Uniform Convergence of $Y(x)$ in $(0,1]$

[Also sprach Zarathustra]

Hello!A little problem:With the given series,$$Y(x)= \sum_{n=1}^{\infty}(-1)^n\frac{x^n\ln^nx}{n!} $$ ,why $Y(x)$ is Uniformly converges for all $x\in(0,1]$ ?Ok, I know that $Y(x)$ is u.c by M-test:

$$\max{|x\ln{x}|}=\frac{1}{e}$$

And,

$$ \sum_{n=0}^{\infty}\frac{(\frac{1}{e})^n}{n!} $$

Is converges! But why only in $(0,1]$ ?
Thank you!

 

[tarantella]

We need some clarifications. First, we talk about uniform convergence on a set, not only at one point (in this case, it's pointwise convergence). Where do you take the $\max$?

 

[Also sprach Zarathustra]

Where do you take the $\max$?

On positive $\mathbb{R}$ .

 

[tarantella]

In this case, the $\max$ is infinite. But if you take it on $(0,1]$, you will notice that the series is normally convergent on $(0,1]$.

 

[Also sprach Zarathustra]

In this case, the $\max$ is infinite.
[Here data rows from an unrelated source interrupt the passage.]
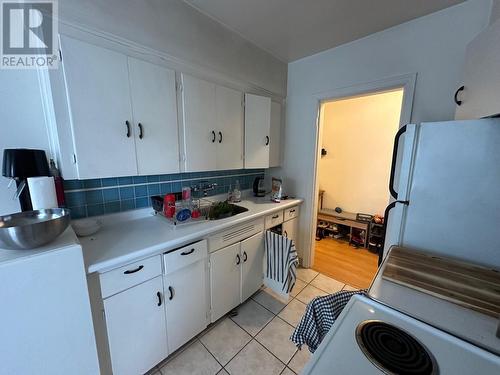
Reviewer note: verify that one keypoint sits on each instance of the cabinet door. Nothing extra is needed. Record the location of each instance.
(154, 108)
(135, 321)
(275, 136)
(290, 229)
(225, 275)
(199, 124)
(252, 269)
(99, 102)
(257, 131)
(186, 303)
(229, 128)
But if you take it on $(0,1]$, you will notice that the series is normally convergent on $(0,1]$.

Normally convergence is not enough for this problem that I have, I need integrate that sum,- I must first prove the U.C. on (0,1].

I'll rephrase my question: is that the only interval,(0,1], that Y(x) U.N in ?

 

[tarantella]

You have the normal (hence uniform) convergence on each interval of the form $(0,a]$, $a>0$.